List Class Elements Module

(parameter entity %list.ent;) Declares the elements in the List Class; these are all lists except the lists of bibliographic references (citations). Lists are considered to be composed of items.

Math Class Elements Module

(parameter entity %math.ent;) Declares the elements in the math classes such as display equations

NLM Citation Module

(parameter entity %nlmcitation.ent;) Adds the model for the NLM structured bibliographic citation element (<nlm-citation>). This element is now obsolete and should be replaced by either the <element-citation> or the <element-citation> element.

Paragraph-Like Elements Module

(parameter entity %para.ent;) Declares structural, non-display elements that may appear in the same places as a paragraph. These elements are named in the various paragraph class parameter entities.

Subject Phrase Class Elements Module

(parameter entity %phrase.ent;) Declares the Phrase Class elements, that is, names the inline, subject-specific elements.

Bibliographic Reference (Citation) Class Elements Module

(parameter entity %references.ent;) Declares the bibliographic reference elements

Related Object Elements Module

(parameter entity %related-object.ent;) Defines the container element <related-object>, used as a container for text links to a related object, possibly accompanied by a very brief description of the object

Section Class Elements Module

(parameter entity %section.ent;) Declares the elements of the Section Class, that is, declares all section-level elements in the Book Tag Set (or Collection Tag Set).

MathML Setup Module

(parameter entity %mathmlsetup.ent;) Invokes the MathML modules

Tag Set Creation Note: To include the MathML elements, a Tag Set must reference this module. This module sets up all parameter entities needed to use the MathML Tag Set and references (invokes) the MathML 2.0 Tag Set Module, which, in turn, invokes all the other MathML modules.

MathML 2.0 Tag Set Module

(parameter entity %mathml.dtd;) Mathematical Markup Language (MathML) 2.0, an XML application for describing mathematical notation and capturing both its structure and content

MathML 2.0 Qualified Names 1.0

(parameter entity %mathml-qname.mod;) Declares parameter entities to support namespace-qualified names, namespace declarations, and name prefixing for MathML, as well as declares the parameter entities used to provide namespace-qualified names for all MathML element types

Extra Entities for MathML 2.0

(parameter entity %ent-mmlextra;) Used for MathML processing

Aliases for MathML 2.0

(parameter entity %ent-mmlalias;) Used for MathML processing

XHTML Table Setup Module

(parameter entity %XHTMLtablesetup.ent;) Sets all parameter entities needed by the XHTML table model, and then invokes the module containing that model

Tag Set Creation Note: To include the XHTML table model in a tag set, a Tag Set must reference this module. This module sets up all parameter entities needed to use the XHTML table model and references (invokes) the XHTML Table Model Module. (See next item.)

XHTML Table Model Module

(parameter entity %xhtml-table-1.mod;) The public XML DTD version of the XHTML table model. This module is invoked from the module %XHTMLtablesetup.ent;. (See previous item.) This is the default table model for this Tag Set.

XHTML Table Style Module

(parameter entity %xhtml-inlstyle-1.mod;) Declares the @style attribute, which supports inline style markup for elements such as <td>and <tr> elements within XHTML tables.

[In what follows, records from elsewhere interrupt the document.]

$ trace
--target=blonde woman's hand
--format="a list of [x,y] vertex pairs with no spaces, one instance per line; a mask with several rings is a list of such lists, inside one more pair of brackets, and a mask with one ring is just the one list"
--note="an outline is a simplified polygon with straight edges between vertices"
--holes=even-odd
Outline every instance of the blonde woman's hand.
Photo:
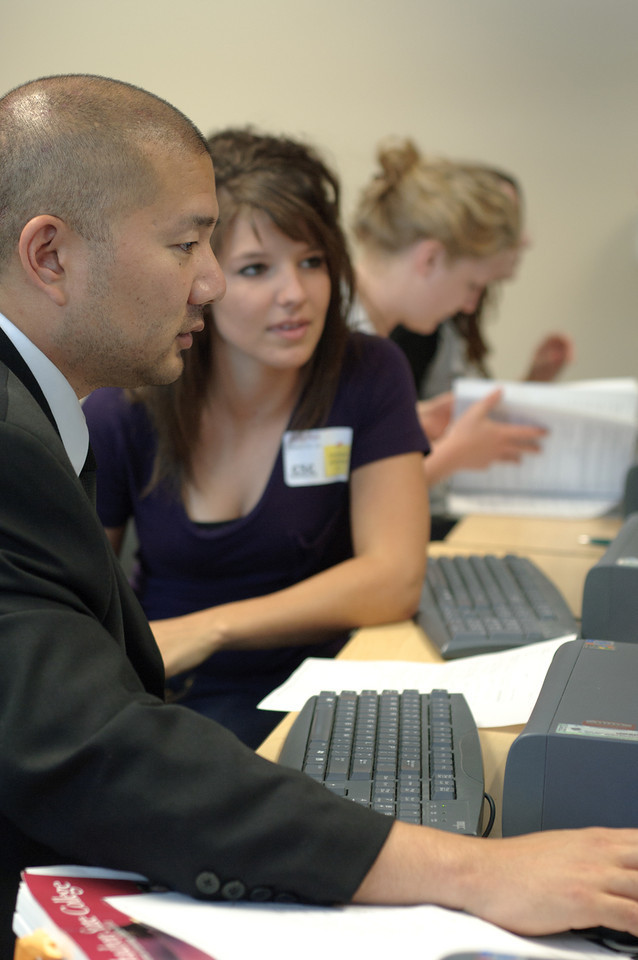
[[443,436],[452,420],[454,394],[451,390],[440,393],[431,400],[419,400],[416,412],[419,422],[430,442]]
[[552,333],[536,347],[524,380],[548,383],[574,359],[574,344],[562,333]]

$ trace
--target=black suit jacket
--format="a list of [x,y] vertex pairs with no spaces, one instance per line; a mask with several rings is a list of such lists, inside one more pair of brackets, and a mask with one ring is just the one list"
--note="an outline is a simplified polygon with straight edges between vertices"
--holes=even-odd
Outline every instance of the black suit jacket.
[[28,865],[136,870],[210,898],[352,896],[388,818],[165,704],[163,685],[141,607],[44,397],[0,331],[5,937]]

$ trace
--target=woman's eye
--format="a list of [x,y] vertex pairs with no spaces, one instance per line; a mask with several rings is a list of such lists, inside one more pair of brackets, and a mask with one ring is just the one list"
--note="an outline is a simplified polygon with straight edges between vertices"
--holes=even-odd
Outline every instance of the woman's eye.
[[305,257],[302,260],[302,266],[310,270],[318,270],[321,267],[325,267],[326,258],[323,253],[315,253],[311,257]]
[[267,270],[265,263],[249,263],[239,271],[240,277],[258,277]]
[[183,250],[184,253],[192,253],[193,247],[197,245],[197,240],[187,240],[186,243],[178,243],[177,246],[180,250]]

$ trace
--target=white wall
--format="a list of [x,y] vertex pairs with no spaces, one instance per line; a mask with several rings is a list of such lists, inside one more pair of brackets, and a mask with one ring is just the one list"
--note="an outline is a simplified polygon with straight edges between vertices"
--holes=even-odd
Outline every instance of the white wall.
[[376,142],[522,180],[533,247],[489,328],[501,376],[562,329],[570,376],[638,375],[636,0],[2,0],[0,91],[89,72],[165,97],[204,131],[303,135],[344,183]]

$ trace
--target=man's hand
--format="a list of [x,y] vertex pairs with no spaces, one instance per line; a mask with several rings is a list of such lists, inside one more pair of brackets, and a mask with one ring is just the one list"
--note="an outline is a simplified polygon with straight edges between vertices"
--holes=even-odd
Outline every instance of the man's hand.
[[521,936],[597,926],[638,936],[638,830],[485,840],[395,821],[354,900],[465,910]]

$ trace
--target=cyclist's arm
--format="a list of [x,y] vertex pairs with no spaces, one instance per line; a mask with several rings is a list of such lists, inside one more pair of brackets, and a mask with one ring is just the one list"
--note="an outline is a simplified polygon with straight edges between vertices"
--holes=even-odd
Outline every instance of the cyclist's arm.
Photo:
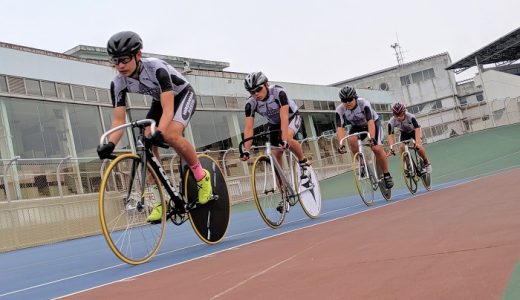
[[155,76],[157,77],[157,81],[159,82],[159,86],[161,87],[160,100],[163,111],[161,119],[159,120],[159,124],[157,126],[157,130],[164,132],[168,128],[170,121],[173,120],[173,83],[170,74],[168,73],[168,71],[166,71],[166,69],[157,69]]
[[[253,136],[254,125],[255,118],[246,117],[246,127],[244,128],[244,140]],[[251,149],[251,144],[253,144],[253,140],[244,143],[245,151],[249,151],[249,149]]]
[[370,133],[370,136],[372,138],[376,137],[376,123],[374,120],[372,120],[372,110],[370,109],[370,106],[365,106],[364,109],[365,112],[365,118],[367,119],[368,123],[368,133]]
[[[118,106],[112,109],[112,128],[117,127],[119,125],[123,125],[126,121],[126,106]],[[110,134],[108,137],[108,141],[117,145],[121,137],[125,133],[124,130],[118,130]]]
[[417,120],[415,118],[412,118],[412,125],[413,127],[415,128],[415,138],[417,139],[417,141],[415,141],[415,144],[417,146],[421,146],[422,145],[422,141],[421,141],[421,126],[419,125],[419,123],[417,123]]
[[[388,145],[392,145],[395,143],[395,135],[394,135],[394,126],[388,123]],[[390,148],[390,151],[393,150]]]
[[[336,136],[338,137],[338,142],[345,137],[345,127],[343,127],[343,118],[336,112]],[[341,145],[339,145],[341,147]]]
[[289,139],[289,98],[284,91],[280,91],[280,129],[282,129],[282,140]]

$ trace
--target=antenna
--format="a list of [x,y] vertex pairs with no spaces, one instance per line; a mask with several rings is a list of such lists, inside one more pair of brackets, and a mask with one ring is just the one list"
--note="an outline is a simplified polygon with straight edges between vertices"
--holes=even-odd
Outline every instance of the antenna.
[[399,37],[397,36],[397,33],[395,34],[395,37],[397,39],[397,42],[390,45],[390,47],[394,48],[395,57],[397,58],[397,64],[402,65],[404,63],[404,57],[403,52],[401,51],[401,45],[399,45]]

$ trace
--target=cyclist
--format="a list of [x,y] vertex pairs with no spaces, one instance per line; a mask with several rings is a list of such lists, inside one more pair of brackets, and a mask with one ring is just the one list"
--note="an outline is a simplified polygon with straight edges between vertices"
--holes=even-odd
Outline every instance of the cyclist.
[[[357,92],[353,87],[345,86],[339,92],[341,104],[336,107],[336,127],[337,137],[340,141],[345,137],[345,126],[351,125],[349,134],[361,131],[368,131],[372,137],[370,140],[371,149],[376,157],[377,164],[383,169],[383,180],[385,186],[390,189],[394,186],[392,176],[388,171],[388,161],[386,152],[383,149],[383,126],[379,120],[379,115],[372,109],[370,102],[358,98]],[[366,136],[361,136],[365,139]],[[348,138],[350,149],[355,154],[358,149],[358,137],[352,136]],[[338,152],[344,154],[347,152],[345,145],[341,145]]]
[[[302,123],[298,106],[293,100],[289,99],[281,86],[269,85],[267,77],[262,72],[248,74],[244,80],[244,86],[251,94],[245,107],[244,139],[253,136],[255,113],[265,117],[270,131],[280,130],[271,133],[269,137],[271,144],[291,150],[298,158],[303,171],[302,178],[305,178],[306,168],[311,163],[305,157],[300,143],[294,139],[294,135],[298,132]],[[247,141],[244,145],[245,151],[241,157],[243,161],[249,159],[249,149],[252,142]],[[276,149],[273,154],[281,164],[283,152]]]
[[[147,119],[157,122],[157,130],[150,136],[154,154],[158,155],[157,145],[165,142],[188,163],[197,180],[198,201],[205,204],[211,198],[210,173],[203,169],[193,145],[184,138],[184,128],[195,111],[195,92],[190,83],[177,70],[156,58],[143,58],[143,42],[138,34],[123,31],[114,34],[107,43],[110,62],[118,75],[110,84],[113,105],[112,128],[125,123],[127,93],[150,95],[153,98]],[[109,158],[123,131],[116,131],[108,138],[108,143],[97,148],[99,158]],[[155,193],[154,193],[155,194]],[[147,218],[149,222],[161,220],[162,207],[156,205]]]
[[[424,171],[431,173],[432,165],[426,156],[426,150],[421,142],[421,126],[417,123],[415,116],[406,111],[404,103],[392,104],[393,117],[388,121],[388,143],[392,145],[395,143],[394,129],[399,128],[401,132],[399,141],[406,141],[409,139],[415,140],[415,147],[419,156],[424,161]],[[404,145],[400,145],[400,151],[404,151]],[[394,149],[390,149],[387,156],[395,154]]]

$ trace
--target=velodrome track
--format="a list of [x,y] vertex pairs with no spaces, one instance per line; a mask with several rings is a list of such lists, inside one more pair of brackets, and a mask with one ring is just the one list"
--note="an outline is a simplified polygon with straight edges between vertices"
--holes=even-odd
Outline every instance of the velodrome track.
[[[367,208],[349,190],[349,174],[338,176],[323,182],[327,200],[316,220],[296,206],[273,230],[252,207],[234,207],[220,244],[202,244],[189,224],[172,225],[145,265],[121,263],[102,236],[3,253],[0,299],[518,297],[520,139],[511,143],[518,129],[429,145],[438,178],[431,192],[410,197],[397,185],[392,202],[379,197]],[[504,139],[509,146],[498,151],[507,153],[487,159],[489,137]],[[453,150],[471,139],[480,160]],[[465,159],[450,166],[458,154]],[[395,162],[392,170],[402,182]]]

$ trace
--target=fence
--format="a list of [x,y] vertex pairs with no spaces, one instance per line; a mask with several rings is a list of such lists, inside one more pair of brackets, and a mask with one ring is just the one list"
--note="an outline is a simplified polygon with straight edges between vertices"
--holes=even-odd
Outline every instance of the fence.
[[[520,122],[520,97],[417,114],[423,138],[434,142],[495,126]],[[335,135],[300,141],[319,179],[351,169],[339,155]],[[242,162],[237,149],[207,151],[227,178],[233,204],[250,201],[249,170],[262,148]],[[0,252],[100,233],[98,192],[104,164],[96,158],[0,160]],[[164,170],[179,182],[179,157],[163,154]]]

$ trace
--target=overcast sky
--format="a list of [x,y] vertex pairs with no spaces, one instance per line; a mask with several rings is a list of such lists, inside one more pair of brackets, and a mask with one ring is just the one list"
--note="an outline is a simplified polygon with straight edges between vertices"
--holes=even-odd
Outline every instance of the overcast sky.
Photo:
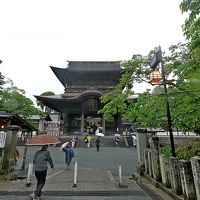
[[[180,0],[2,0],[0,71],[33,95],[64,88],[49,66],[117,61],[184,41]],[[136,92],[141,88],[136,88]]]

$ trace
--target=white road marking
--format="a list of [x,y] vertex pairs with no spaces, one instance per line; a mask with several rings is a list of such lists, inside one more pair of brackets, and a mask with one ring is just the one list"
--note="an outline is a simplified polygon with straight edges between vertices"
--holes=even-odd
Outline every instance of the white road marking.
[[115,178],[110,170],[107,171],[110,181],[115,181]]
[[54,176],[56,176],[56,175],[58,175],[58,174],[60,174],[60,173],[62,173],[64,171],[65,171],[65,169],[60,170],[60,171],[58,171],[58,172],[56,172],[54,174],[51,174],[51,175],[47,176],[46,180],[49,180],[50,178],[52,178],[52,177],[54,177]]

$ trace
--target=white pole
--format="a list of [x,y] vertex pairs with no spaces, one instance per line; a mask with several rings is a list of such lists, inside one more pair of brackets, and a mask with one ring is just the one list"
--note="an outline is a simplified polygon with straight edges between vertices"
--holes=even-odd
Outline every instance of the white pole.
[[29,163],[29,165],[28,165],[27,183],[26,183],[27,187],[31,185],[32,172],[33,172],[33,163]]
[[75,162],[74,166],[74,184],[72,187],[77,187],[77,161]]
[[122,185],[122,167],[119,165],[119,187]]

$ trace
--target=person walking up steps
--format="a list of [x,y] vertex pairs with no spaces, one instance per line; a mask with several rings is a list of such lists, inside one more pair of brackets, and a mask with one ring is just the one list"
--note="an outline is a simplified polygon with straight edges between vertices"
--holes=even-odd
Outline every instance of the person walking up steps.
[[116,146],[116,147],[119,147],[119,137],[116,137],[116,138],[115,138],[115,146]]
[[70,164],[72,161],[72,158],[74,157],[74,150],[72,148],[71,141],[65,142],[61,148],[63,152],[65,152],[65,164],[67,165],[67,169],[70,169]]
[[88,136],[86,135],[85,137],[84,137],[84,144],[85,144],[85,148],[88,148]]
[[98,136],[97,139],[96,139],[96,141],[95,141],[97,151],[99,151],[100,142],[101,142],[101,140],[100,140],[100,137]]
[[48,145],[42,146],[42,149],[35,153],[33,164],[35,165],[35,177],[37,179],[37,187],[35,192],[30,194],[30,199],[39,200],[41,199],[41,191],[46,182],[47,176],[47,162],[49,162],[52,169],[54,169],[54,164],[50,155],[47,151]]

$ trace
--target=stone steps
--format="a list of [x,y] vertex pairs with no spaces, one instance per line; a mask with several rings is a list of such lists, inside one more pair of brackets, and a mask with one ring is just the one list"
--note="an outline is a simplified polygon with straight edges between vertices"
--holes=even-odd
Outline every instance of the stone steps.
[[[66,141],[69,141],[72,139],[73,136],[62,136],[60,137],[60,141],[61,144],[63,144]],[[96,140],[97,136],[93,135],[92,136],[92,140],[91,140],[91,147],[95,147],[95,140]],[[124,137],[120,137],[120,146],[124,147],[125,145],[125,141],[124,141]],[[114,147],[115,146],[115,140],[113,136],[104,136],[101,137],[101,143],[100,145],[102,147]],[[84,147],[84,136],[78,136],[78,141],[77,141],[77,147]]]

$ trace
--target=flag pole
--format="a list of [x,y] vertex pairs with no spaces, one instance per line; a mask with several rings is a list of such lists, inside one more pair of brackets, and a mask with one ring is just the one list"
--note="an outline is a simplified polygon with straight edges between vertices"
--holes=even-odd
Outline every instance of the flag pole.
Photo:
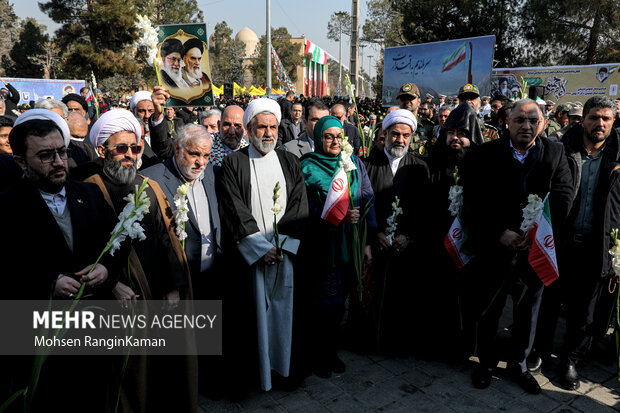
[[271,96],[271,0],[267,0],[267,96]]
[[474,50],[473,50],[473,46],[471,44],[471,42],[469,42],[469,69],[467,70],[467,83],[472,83],[472,76],[471,76],[471,60],[474,54]]

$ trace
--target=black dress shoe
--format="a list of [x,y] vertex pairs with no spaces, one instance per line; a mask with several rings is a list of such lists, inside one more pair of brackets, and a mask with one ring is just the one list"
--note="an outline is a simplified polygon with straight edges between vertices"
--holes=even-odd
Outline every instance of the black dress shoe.
[[520,368],[513,368],[512,377],[514,378],[514,381],[529,394],[540,394],[540,392],[542,392],[540,384],[538,384],[534,376],[532,376],[532,373],[529,371],[522,373]]
[[486,389],[491,384],[493,369],[486,366],[478,366],[471,375],[471,382],[477,389]]
[[566,390],[577,390],[579,388],[579,373],[575,363],[568,361],[563,363],[560,372],[560,384]]
[[543,365],[543,360],[535,355],[534,357],[528,357],[525,361],[525,365],[527,366],[527,371],[530,373],[536,373],[540,371],[540,368]]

OASIS XML Table Setup Module

(parameter entity %oasis-tablesetup.ent;) Note: Not used in the current Book Tag Set. Sets all parameter entities needed by the OASIS (CALS) Exchange table model, and then invokes the module containing that model

Tag Set Creation Note: To include the OASIS table model in a Tag Set, the DTD must reference this module. This module sets up all parameter entities needed to use the OASIS table model and references (invokes) the OASIS XML Exchange Table Model Module. This module has been modified to use a namespace prefix of “oasis” for all OASIS table elements, to disambiguate these elements and thus permit both the CALS and XHTML table models to be used in one tag set, should the developer choose to do this. There is a separate http://dtd.nlm.nih.gov/options/OASIS/tag-library/19990315/index.htmlTag Library describing the OASIS elements, attributes, and parameter entities.

OASIS XML Exchange Table Model Module

(parameter entity %oasis-exchange.ent;) Note: Not used in the current Book and Book Collection Tag Sets. The OASIS (CALS) Exchange table model. This module is invoked in %oasis-tablesetup.ent;.

XML Special Characters Module

(parameter entity %xmlspecchars.ent;) Standard ISO XML special character entities used in this Tag Set

Custom Special Characters Module

(parameter entity %chars.ent;) Custom special character entities created specifically for use in this Tag Set

Notation Declarations Module

(parameter entity %notat.ent;) Container module for the Notation Declarations to be used with this Suite. These notations have been placed in their own module for easy expansion or replacement.